Here, Galouch does not claim that the State's articulated reasons are untrue, instead she argues that the circumstances underlying the State's articulated reasons were not the actual cause of the decision to terminate her employment. In support of this argument, Galouch makes the following assertions. First, without citing to any evidence in the record, merely on the basis of her complaint, Galouch alleges that her reports of violations " angered supervisors, " complaints to the supervisors were the motivating factor for her suspension, and that there is a causal connection between Galouch's protected activity and adverse employment action.[7] (Pl.'s Opp'n to Def.'s Mot. Summ. J. 10.) But an employee's assertion of discriminatory animus on the part of an employer will not survive summary judgment if she or he relies on mere " conclusory allegations, improbable inferences, and unsupported speculation." Id. at ¶ 22 (quoting Feliciano de la Cruz v. El Conquistador Resort & Country Club , 218 F.3d 1, 5 (1st Cir.2000)).
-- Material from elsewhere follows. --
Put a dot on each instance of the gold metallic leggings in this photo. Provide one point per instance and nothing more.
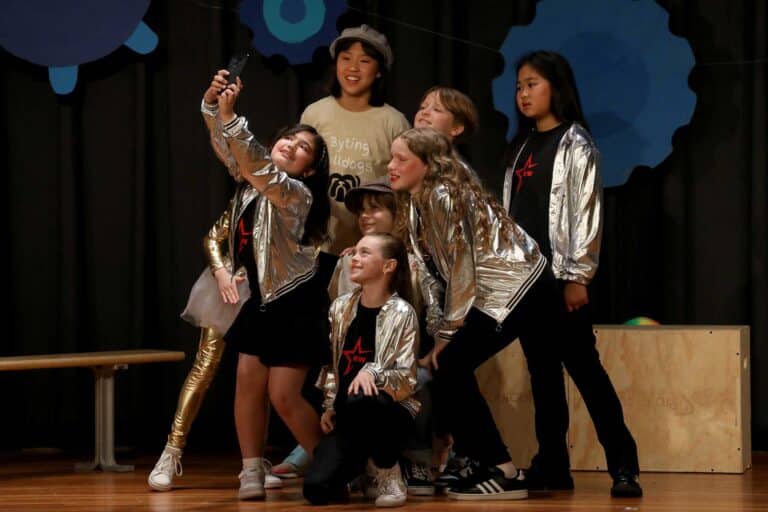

Second, Galouch argues that the arbitrator's finding that the State terminated Galouch without " just cause" evidences the State's discriminatory animus. However, the arbitrator's finding of no " just cause" was based purely on the State's failure to follow progressive discipline.[8] In fact, the arbitrator's findings with respect to Galouch's inadequate performance are more relevant on the issue of whether the State's decision was motivated by discriminatory or legitimate reasons. Moreover, an arbitrator's finding of no just cause alone is insufficient to establish pretext for discrimination. Pearson v. Massachusetts Bay Transp. Auth ., 723 F.3d 36, 41 (1st Cir. 2013) Also, according to Galouch, the fact that the State failed to follow progressive discipline measures allows an inference that she was treated differently from her colleagues and that she was subjected to much harsher discipline for her complaints. However, she does not cite to any record evidence to support her claim that she was disciplined " much harsher" than her colleagues. Cf. id . (where an African-American plaintiff produced evidence that a white employee escaped discipline for the same misconduct plaintiff was disciplined for).

Third, as further evidence of pretext, Galouch refers this Court's attention to her 2007-09 performance evaluations, which state that she " met expectations." According to Galouch, these evaluations evidence that the State's claims of her poor performance are inaccurate. But her 2007-08 performance evaluations were revised pursuant to the March 2009 settlement agreement and the 2009 performance evaluation only covered the period from January 6, 2009 to March 15, 2009. (S.M.F. ¶ 15.)

Finally, Galouch asserts that the State's decision to place Galouch on administrative leave constituted " adverse employment action" and therefore, is evidence of the State's discriminatory animus. In Testa v. Town of Madison , the District Court held that a " suspension with pay pending an administrative investigation, or 'administrative leave, ' is generally regarded not to be an adverse employment action." 2005 WL 2365319 (D. Me. Sept. 26, 2005) (citing Singletary v. Mo. Dep't of Corr ., 423 F.3d 886, 891-92 (8th Cir. 2005)) (collecting opinions of the Fourth, Fifth and Sixth Circuits and agreeing with their holdings that paid administrative leave pending investigation is not itself an adverse employment action).

In sum, the evidence presented by Galouch does not get across the line to showing " minimally sufficient evidence" of pretext or discriminatory animus. Pearson v. Massachusetts Bay Transp. Auth ., 723 F.3d 36, 41 (1st Cir. 2013) (" [M]ere questions regarding the employer's business judgment are insufficient to raise a triable issue as to pretext.") (quotations omitted).

The entry will be:

Defendant's Motion for Summary Judgment is GRANTED.